$\mathbb{E}(\xi_i^2)<\infty$,
$\xi_i \in \mathcal{F}_{t_i}$,
$B(t)$is a brownian motion,
how to prove $\xi_i^2 (B(t_{i+1})-B(t_i))^2$ is integrable?
where 0< $t_1$ < $t_2$ <......<$t_{n-1}$ <$t_{n}$ < t ,
my tries: $\mathbb{E}(\xi_i^2 (B(t_{i+1})-B(t_i))^2=\mathbb{E}(\mathbb{E}(\xi_i^2 (B(t_{i+1})-B(t_i))^2|\mathcal{F}_{t_i}))$=$\mathbb{E}(\xi_i^2) (t_{i+1}-t_i)$,
then $\sum_{i=1}^\infty \mathbb{E}(\xi_i^2) (t_{i+1}-t_i)=t\mathbb{E}(\xi_i^2 )$
RHS<$\infty$,
can I say the $\xi_i^2 (B(t_{i+1})-B(t_i))^2$ is integrable? or there is a regular routine to prove the variable is integrable?

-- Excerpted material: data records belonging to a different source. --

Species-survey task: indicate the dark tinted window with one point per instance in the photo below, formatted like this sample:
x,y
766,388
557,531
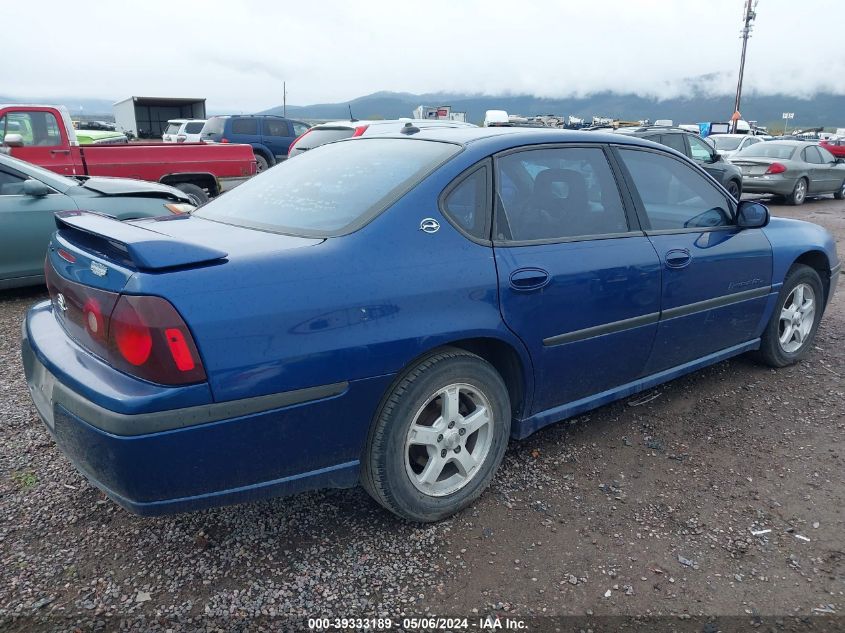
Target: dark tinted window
x,y
675,141
811,155
699,150
11,183
299,127
321,136
332,189
467,204
214,126
556,193
244,126
274,127
674,195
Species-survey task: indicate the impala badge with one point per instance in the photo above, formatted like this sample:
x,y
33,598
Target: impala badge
x,y
430,225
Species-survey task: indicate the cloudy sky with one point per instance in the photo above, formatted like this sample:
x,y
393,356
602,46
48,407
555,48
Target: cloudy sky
x,y
238,53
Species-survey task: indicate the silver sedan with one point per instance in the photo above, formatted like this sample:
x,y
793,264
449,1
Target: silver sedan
x,y
793,169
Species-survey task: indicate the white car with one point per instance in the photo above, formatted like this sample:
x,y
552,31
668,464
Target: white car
x,y
336,130
729,144
183,131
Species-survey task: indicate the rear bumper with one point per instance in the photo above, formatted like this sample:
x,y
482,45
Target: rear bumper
x,y
285,449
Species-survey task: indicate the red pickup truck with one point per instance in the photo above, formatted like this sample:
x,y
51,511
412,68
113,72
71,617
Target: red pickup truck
x,y
44,135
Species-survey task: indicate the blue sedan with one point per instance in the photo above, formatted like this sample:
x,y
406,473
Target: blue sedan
x,y
389,311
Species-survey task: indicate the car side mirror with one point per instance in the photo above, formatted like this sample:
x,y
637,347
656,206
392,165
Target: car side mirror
x,y
13,140
35,188
751,215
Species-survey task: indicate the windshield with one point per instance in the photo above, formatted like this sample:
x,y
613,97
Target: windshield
x,y
331,190
767,150
726,143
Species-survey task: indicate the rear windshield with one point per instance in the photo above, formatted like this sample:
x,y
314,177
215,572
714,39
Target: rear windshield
x,y
214,126
331,190
767,150
726,143
321,136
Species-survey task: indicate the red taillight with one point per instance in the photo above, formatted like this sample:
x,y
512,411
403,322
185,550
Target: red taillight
x,y
149,339
179,349
131,335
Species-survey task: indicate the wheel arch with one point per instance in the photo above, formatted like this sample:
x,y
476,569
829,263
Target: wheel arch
x,y
203,180
818,261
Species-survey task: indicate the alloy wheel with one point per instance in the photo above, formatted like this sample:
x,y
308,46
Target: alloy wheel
x,y
796,318
449,439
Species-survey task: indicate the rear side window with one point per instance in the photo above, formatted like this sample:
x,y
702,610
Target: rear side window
x,y
214,126
244,126
811,155
552,194
467,203
674,195
331,190
274,127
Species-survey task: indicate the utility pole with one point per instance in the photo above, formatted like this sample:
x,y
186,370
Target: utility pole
x,y
749,14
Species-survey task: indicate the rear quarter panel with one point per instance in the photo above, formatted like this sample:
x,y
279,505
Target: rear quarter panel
x,y
348,308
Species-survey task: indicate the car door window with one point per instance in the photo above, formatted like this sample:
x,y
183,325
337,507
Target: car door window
x,y
37,129
699,150
553,194
273,127
244,126
467,204
11,183
827,157
299,128
811,155
675,141
674,195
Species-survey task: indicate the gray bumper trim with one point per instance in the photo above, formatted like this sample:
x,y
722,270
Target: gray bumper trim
x,y
144,423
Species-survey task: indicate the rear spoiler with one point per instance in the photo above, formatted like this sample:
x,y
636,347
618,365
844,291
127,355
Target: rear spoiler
x,y
130,244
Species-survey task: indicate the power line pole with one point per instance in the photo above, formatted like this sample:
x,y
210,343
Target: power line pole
x,y
749,14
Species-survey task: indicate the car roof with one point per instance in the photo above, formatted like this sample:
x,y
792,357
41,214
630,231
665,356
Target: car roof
x,y
347,123
518,135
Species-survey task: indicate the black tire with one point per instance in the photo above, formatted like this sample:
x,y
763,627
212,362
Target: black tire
x,y
799,193
735,189
384,474
261,163
771,351
197,194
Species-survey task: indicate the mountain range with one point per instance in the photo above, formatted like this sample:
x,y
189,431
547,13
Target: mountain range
x,y
825,109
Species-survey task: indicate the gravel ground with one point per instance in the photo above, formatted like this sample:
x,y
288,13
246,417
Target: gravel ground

If $X$ and $Y$ are integrable and independent then $XY$ is integrable and $XY=EXEY$. All you need is to observe that $B(t_{i+1})-B(t_i)$ is independent of $\mathcal F_{t_i}$ which makes $\xi_i^{2}$ and $(B(t_{i+1})-B(t_i))^{2}$ independent.